The transparency of the numbers, Mansbach argues, is not a disservice to hiring companies, but rather should serve as a wake-up call. "My better clients are ahead of the game," he said. "Their people aren't coming in and saying anything. It's the the reactive ones who have an obligation to the industry to make sure they are competitive when it comes to pay. It will hurt them in the long run.

"You want to make sure your asset management team is compensated appropriately. You will be exposed if someone leaves."

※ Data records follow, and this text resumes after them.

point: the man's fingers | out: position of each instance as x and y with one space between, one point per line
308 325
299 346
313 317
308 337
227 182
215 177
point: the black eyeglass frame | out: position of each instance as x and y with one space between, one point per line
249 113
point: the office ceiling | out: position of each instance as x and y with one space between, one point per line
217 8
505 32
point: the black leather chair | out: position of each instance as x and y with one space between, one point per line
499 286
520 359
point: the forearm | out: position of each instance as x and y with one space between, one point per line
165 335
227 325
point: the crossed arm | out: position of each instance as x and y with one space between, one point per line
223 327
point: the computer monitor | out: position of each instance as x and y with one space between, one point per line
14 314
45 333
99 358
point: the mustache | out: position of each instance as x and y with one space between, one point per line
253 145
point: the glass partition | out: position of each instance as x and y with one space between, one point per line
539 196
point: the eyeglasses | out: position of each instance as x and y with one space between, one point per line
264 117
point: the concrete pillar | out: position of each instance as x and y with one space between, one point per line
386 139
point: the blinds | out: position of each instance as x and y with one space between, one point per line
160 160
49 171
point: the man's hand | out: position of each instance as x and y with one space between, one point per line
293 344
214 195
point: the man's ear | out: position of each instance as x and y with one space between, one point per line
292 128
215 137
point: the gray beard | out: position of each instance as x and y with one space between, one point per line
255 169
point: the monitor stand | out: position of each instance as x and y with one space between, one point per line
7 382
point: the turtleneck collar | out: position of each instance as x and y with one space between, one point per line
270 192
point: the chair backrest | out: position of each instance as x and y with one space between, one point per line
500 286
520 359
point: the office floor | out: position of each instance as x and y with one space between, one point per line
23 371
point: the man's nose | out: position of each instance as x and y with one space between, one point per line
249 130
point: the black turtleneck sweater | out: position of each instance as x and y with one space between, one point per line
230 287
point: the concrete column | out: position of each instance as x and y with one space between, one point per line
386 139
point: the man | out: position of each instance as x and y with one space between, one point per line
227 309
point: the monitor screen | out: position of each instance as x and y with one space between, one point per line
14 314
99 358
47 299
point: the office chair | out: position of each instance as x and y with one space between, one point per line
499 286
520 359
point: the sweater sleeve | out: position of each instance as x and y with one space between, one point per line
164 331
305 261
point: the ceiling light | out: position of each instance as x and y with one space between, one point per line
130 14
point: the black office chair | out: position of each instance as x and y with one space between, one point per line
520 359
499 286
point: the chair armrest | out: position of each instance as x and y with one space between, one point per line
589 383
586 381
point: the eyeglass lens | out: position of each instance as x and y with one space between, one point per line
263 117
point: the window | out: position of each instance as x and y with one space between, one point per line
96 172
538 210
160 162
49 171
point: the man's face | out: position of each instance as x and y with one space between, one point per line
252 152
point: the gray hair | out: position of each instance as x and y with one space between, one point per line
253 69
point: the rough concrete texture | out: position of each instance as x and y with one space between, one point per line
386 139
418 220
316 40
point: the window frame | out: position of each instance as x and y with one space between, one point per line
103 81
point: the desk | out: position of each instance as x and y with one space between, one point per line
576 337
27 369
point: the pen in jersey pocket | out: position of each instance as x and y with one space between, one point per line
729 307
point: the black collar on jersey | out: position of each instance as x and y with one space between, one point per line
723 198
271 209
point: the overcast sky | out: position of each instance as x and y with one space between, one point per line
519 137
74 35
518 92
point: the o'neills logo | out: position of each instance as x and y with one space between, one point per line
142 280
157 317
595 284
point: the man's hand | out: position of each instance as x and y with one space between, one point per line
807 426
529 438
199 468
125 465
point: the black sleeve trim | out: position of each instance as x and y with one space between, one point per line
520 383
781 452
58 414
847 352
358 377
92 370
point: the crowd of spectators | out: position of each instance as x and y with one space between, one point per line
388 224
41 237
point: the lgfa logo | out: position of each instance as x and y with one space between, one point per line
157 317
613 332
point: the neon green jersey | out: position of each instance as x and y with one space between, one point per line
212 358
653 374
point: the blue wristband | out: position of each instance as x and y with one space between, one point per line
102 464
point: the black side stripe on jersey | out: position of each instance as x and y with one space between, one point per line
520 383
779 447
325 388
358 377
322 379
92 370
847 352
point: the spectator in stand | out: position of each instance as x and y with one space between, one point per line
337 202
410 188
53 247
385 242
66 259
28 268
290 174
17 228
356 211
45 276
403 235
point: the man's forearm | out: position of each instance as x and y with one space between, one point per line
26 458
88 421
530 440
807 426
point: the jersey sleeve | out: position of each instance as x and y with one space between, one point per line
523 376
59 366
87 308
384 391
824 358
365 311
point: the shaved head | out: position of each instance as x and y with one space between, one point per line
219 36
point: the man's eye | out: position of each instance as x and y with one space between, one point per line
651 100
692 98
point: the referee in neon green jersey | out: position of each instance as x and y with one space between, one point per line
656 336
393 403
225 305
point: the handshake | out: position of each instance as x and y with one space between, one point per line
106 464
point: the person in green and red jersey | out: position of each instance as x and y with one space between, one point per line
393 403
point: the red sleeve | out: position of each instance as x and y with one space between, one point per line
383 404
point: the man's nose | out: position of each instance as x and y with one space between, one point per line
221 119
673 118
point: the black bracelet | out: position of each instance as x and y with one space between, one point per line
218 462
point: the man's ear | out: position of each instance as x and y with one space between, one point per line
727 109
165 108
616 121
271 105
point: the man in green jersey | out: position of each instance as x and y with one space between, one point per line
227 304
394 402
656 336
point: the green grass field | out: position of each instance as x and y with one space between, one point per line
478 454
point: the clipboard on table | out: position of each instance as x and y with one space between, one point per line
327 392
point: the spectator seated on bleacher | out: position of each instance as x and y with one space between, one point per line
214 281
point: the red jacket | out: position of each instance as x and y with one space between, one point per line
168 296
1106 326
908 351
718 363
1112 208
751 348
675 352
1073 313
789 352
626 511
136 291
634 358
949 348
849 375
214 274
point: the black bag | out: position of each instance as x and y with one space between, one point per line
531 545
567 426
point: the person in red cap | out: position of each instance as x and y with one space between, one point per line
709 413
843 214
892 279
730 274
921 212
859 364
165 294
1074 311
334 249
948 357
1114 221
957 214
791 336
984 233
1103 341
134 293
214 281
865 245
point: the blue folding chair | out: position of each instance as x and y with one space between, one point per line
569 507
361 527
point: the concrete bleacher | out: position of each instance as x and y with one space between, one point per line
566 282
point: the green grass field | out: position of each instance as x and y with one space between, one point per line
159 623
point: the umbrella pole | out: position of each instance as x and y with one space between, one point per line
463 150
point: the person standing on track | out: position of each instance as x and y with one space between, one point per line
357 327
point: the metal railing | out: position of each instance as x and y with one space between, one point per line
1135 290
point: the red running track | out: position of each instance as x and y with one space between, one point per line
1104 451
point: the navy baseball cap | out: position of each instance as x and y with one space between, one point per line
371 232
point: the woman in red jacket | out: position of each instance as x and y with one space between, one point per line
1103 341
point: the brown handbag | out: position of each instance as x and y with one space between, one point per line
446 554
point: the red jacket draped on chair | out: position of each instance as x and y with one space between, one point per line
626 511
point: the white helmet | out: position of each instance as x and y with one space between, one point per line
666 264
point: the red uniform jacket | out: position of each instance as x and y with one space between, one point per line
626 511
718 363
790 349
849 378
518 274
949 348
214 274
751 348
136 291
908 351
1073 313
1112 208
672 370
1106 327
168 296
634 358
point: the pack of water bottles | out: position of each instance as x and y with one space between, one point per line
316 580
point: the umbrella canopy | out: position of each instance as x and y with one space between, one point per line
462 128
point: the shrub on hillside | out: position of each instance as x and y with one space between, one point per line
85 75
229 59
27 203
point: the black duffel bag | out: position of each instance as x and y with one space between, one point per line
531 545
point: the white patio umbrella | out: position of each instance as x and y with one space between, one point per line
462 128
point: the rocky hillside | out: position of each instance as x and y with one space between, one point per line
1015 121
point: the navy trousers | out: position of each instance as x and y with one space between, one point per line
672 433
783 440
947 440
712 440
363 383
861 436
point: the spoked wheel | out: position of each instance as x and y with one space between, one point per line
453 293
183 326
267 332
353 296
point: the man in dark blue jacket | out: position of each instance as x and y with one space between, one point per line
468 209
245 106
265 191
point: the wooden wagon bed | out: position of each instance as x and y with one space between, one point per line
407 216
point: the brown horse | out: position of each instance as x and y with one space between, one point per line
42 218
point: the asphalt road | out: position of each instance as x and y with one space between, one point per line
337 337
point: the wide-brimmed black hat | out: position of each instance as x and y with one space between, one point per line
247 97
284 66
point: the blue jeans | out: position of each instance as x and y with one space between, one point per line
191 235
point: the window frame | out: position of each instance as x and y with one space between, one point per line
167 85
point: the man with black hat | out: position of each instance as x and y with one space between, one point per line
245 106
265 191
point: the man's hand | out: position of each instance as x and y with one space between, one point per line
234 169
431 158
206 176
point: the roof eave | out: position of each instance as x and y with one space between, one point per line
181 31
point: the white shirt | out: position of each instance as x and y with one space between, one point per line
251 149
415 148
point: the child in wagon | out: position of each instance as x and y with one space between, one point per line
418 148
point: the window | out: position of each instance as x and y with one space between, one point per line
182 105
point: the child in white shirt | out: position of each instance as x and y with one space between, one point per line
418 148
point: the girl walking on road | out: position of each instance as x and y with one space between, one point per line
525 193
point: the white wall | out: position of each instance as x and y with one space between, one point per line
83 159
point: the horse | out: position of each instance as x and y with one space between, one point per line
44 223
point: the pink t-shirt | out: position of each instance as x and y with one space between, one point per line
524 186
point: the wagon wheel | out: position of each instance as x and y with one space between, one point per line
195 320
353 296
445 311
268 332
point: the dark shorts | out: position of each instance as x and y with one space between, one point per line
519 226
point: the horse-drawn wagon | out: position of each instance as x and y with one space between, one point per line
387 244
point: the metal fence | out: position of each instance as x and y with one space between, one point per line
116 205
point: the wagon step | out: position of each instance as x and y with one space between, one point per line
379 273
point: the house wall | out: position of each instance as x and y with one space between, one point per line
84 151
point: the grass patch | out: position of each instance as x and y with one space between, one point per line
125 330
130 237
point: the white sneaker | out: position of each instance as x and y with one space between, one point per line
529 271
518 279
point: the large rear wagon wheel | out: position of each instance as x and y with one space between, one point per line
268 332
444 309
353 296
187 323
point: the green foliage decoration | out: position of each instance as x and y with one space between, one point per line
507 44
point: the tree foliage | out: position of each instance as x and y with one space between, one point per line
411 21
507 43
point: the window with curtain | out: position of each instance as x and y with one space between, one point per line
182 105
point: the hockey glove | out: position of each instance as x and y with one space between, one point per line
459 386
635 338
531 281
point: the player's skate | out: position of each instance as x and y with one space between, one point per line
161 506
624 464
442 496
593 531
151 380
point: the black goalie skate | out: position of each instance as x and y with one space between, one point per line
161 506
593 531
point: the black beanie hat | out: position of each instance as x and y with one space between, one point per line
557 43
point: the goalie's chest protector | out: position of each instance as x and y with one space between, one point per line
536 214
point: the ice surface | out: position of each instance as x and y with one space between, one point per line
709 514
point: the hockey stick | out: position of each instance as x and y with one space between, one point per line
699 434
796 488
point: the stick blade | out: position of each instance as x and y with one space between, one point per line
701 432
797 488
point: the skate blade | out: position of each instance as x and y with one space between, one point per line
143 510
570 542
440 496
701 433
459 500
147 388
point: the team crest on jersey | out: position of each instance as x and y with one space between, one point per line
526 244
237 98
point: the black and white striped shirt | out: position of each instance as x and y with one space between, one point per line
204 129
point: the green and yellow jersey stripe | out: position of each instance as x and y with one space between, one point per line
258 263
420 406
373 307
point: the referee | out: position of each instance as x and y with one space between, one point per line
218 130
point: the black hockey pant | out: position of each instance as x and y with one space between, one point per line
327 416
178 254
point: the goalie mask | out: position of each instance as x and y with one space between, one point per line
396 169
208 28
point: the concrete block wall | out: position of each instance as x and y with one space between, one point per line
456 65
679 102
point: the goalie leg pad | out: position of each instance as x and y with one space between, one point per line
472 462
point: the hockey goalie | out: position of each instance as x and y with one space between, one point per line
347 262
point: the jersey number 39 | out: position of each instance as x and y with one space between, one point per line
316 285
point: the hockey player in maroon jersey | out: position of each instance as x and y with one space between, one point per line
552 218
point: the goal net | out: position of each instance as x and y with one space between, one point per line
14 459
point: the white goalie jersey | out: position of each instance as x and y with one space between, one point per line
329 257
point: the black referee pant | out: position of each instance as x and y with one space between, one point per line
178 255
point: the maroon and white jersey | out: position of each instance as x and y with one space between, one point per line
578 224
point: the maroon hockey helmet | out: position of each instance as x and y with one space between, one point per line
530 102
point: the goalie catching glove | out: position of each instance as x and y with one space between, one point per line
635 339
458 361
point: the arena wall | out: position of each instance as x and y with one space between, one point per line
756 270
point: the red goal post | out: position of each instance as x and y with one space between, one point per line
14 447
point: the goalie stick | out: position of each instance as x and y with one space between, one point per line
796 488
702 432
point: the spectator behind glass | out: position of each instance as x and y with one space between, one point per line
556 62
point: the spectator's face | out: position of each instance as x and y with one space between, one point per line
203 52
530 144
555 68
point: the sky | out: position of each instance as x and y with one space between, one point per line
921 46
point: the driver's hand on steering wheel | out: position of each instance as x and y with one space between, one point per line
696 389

The asset manager is a unique skill set, a position whose core responsibility is to serve the fiduciary concerns of the hotel's owner. They are, as Mansbach calls them, asset preservationists. The problem is that the vocation is even more nuanced today and there are only a small amount of expert-level asset managers working in the hospitality industry today. Mansbach said that there are only about 135 average- to high-performing asset managers plying their trade in the U.S. today.  

The real challenge is fostering new talent, which Mansbach said there is a lack thereof. "There is a need for the next-generation of talent," Mansbach said, asking what the colleges are doing to fill the gap. "In five to seven years, with VPs and SVPs retiring, there will be a significant shortage."